8

I am trying to learn operating system concepts. Here is two simple python code:

while True:
    pass

and this one:

from time import sleep
while True:
    sleep(0.00000001)

Question: Why when running first code CPU usage is 100% but when running the second one it is about 1% to 2% ? I know it may sounds stupid but why we can not implement something like sleep in user space mode without using sleep system call ?

NOTE: I have tried to understand sleep system call from linux kernel but TBH I didn't understand what happens there. I also search about NOP assembly code and turns out that it is not really doing nothing but doing something useless (like xchg eax, eax) and maybe this is that cause of 100% CPU usage. but I am not sure.

What exactly assembly code for sleep system call that we can't do it in user space mode? Is it something like HLT

I also tried to use HLT assembly in code like this:

section     .text
global      _start 
_start: 
    hlt
halter:
    jmp     _start
section     .data
msg     db  'Hello world',0xa  
len     equ $ - msg   

but after running this code I see kernel general protection fault like this:

[15499.991751] traps: hello[22512] general protection fault ip:401000 sp:7ffda4e83980 error:0 in hello[401000+1000]

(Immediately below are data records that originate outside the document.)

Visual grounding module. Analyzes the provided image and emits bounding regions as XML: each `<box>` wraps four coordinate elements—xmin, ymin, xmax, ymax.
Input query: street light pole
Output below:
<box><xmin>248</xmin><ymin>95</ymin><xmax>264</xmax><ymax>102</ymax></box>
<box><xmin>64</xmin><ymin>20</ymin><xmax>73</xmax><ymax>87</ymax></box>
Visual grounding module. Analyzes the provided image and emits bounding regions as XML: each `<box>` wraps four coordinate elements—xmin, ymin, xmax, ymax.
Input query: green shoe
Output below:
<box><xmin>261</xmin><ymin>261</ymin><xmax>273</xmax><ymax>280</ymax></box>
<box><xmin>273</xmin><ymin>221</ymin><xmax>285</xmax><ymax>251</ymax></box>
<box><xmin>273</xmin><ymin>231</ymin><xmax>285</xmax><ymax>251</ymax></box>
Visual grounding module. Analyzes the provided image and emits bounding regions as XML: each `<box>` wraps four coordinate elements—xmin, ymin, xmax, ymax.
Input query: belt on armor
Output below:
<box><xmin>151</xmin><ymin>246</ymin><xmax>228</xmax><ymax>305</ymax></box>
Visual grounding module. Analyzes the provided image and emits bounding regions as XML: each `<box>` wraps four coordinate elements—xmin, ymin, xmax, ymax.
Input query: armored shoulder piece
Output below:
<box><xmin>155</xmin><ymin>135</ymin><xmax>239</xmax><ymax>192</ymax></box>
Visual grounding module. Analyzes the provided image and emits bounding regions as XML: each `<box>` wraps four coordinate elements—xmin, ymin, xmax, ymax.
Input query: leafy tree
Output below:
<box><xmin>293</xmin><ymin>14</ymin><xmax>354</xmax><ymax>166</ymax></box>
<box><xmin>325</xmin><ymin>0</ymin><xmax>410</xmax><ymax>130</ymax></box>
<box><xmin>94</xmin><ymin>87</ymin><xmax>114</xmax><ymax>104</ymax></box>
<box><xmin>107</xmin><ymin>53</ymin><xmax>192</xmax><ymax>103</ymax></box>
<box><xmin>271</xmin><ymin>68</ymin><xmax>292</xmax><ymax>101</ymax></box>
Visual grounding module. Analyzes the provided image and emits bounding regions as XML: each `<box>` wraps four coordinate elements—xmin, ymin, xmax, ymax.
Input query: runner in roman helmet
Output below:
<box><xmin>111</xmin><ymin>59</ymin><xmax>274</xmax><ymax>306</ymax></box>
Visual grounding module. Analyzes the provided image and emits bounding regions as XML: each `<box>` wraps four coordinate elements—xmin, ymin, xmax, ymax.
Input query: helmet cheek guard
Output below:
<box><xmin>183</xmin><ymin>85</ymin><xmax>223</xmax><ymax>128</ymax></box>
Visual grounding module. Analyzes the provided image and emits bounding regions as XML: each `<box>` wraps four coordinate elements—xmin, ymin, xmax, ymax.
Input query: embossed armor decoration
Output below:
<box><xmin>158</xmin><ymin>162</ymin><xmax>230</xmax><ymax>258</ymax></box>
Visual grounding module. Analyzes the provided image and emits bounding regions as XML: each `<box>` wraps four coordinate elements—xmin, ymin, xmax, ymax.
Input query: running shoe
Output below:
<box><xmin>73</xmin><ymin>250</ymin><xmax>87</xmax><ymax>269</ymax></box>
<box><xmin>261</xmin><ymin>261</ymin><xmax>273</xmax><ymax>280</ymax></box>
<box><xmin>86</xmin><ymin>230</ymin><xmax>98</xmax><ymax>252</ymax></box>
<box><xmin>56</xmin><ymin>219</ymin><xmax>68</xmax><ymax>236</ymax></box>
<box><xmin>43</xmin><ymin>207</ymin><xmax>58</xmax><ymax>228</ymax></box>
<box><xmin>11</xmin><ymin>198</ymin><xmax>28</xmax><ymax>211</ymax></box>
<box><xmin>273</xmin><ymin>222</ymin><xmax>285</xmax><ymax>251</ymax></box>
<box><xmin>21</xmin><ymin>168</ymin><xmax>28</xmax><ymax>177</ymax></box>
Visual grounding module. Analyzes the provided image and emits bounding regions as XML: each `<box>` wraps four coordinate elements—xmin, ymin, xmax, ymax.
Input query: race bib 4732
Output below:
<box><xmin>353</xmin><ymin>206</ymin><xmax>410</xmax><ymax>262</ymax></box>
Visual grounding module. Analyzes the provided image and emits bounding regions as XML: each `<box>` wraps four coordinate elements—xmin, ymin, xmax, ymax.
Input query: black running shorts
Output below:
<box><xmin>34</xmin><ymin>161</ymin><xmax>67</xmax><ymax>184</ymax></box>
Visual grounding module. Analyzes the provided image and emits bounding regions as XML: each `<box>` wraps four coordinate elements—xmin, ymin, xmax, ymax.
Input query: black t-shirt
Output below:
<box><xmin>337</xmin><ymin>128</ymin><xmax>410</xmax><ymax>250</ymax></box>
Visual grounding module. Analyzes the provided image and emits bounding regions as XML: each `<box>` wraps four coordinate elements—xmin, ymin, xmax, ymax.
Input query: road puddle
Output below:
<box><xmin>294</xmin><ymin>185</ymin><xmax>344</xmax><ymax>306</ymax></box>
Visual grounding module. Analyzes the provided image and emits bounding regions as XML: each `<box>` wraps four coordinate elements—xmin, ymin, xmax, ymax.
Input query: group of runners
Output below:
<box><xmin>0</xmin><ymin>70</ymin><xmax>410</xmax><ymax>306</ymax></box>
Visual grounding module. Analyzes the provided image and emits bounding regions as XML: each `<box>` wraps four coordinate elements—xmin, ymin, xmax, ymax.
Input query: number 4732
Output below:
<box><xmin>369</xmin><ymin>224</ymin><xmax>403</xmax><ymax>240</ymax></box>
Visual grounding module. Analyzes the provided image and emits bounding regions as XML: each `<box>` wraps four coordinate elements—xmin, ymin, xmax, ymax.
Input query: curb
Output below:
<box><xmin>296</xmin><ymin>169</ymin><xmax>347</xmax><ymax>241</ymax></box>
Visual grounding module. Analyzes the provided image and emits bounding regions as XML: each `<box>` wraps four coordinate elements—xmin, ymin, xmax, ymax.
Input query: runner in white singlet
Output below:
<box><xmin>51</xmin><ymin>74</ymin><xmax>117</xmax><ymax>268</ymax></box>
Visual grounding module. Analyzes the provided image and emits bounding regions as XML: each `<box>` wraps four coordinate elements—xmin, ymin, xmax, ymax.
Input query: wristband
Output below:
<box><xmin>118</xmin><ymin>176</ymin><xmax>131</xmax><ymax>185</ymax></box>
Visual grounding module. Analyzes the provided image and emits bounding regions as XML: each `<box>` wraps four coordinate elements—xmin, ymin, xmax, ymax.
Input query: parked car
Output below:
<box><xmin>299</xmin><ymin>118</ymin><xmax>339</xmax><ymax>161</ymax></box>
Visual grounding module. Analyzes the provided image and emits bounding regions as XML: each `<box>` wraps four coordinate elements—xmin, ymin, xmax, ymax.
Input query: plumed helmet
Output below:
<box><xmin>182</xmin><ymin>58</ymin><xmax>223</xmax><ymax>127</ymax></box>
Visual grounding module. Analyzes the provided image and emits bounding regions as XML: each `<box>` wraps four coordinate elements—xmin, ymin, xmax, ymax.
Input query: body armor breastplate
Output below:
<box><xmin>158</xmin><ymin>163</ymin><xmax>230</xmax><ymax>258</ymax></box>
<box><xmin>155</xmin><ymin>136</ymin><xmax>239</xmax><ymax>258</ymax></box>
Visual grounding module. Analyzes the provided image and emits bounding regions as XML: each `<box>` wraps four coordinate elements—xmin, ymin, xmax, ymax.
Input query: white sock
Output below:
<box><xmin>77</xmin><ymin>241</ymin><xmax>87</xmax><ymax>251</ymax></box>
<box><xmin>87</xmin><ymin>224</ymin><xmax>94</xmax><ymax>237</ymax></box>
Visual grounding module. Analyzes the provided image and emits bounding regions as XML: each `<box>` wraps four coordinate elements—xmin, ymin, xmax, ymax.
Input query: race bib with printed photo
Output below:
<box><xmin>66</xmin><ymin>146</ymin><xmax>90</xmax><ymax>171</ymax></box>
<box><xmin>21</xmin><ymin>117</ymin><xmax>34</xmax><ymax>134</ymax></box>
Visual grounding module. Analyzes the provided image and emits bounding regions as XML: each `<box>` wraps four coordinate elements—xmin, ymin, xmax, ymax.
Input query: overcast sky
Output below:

I don't know maybe this is related to protection ring or my code is wrong? The other question here is that OS is using HLT or other protected assembly commands under beneath sleep system call or not?

Peter Cordes
  • 6,328
  • 22
  • 41
  • Incidentally, your `sleep(0.00000001)` is doing no such thing. Even ignoring the time taken for a system call and timer interrupt, your process gave up its scheduled time-slot and will be rescheduled through a queue mechanism. `sleep` is usually the _minimum_ interval (unless a signal is received): Linux gives no real-time guarantees. – Paul_Pedant Jul 10 '22 at 11:19
  • 3
    There's a pretty great blog post on this exact topic regarding Linux: https://blog.donkeysharp.xyz/post/what-happens-when-a-process-goes-to-sleep/ – Mavrik Jul 10 '22 at 23:45
  • python code has to go through an interpreter which obscures the relationship between the code and what the processor is actually executing. idk if the sleep function from time even uses a sleep syscall? – qwr Jul 11 '22 at 00:43
  • @Paul_Pedant what about `sleep(0.00000000000001)` ? it is even less than nanoseconds (order of these days cpu speed) – Mojtaba Kamyabi Jul 11 '22 at 06:12
  • @qwr is there any other way to sleep without calling `sleep` systemcall? BTW I checked it with `strace python myscript.py` linux command and yes it doesn't use `clock_nanosleep` in the system calls !!? I don't know why :/ – Mojtaba Kamyabi Jul 11 '22 at 06:14
  • The limiting factor is the delay caused by switching to kernel mode, and rescheduling the user process. Sleeping for a picosecond will not make any difference to the fixed factors. I would be surprised if anything shorter than 0.00001 second made any further difference whatsoever. Try getting the clock time, sleep for 1 nanosec a million times, then clock time again. – Paul_Pedant Jul 11 '22 at 07:10
  • @MojtabaKamyabi See `man -s 7 time`, high-resolution timers. ".. as accurate as the hardware allows (microsecond accuracy is typical of modern hardware)". That is only the timer feature itself -- add on a system call, a signal, and a reschedule. – Paul_Pedant Jul 11 '22 at 07:16
  • 1
    All of this has nothing to do with putting the CPU to sleep (which is what HLT etc is about). It has everything to do with your process yielding time to the OS or not. You'd see the exact same behaviour on a CPU that has no sleep states. – marcelm Jul 11 '22 at 07:39
  • Too bad there's a tag limit of 5 tags; this could use [cpu-usage][cpu-architecture] tags. Maybe doesn't need the [python] tag, though; pretty clearly Python `sleep` is going to result in a `nanosleep` system call eventually. – Peter Cordes Jul 12 '22 at 11:03

5 Answers5

16

Why when running first code CPU usage is 100% but when running the second one it is about 1% to 2% ?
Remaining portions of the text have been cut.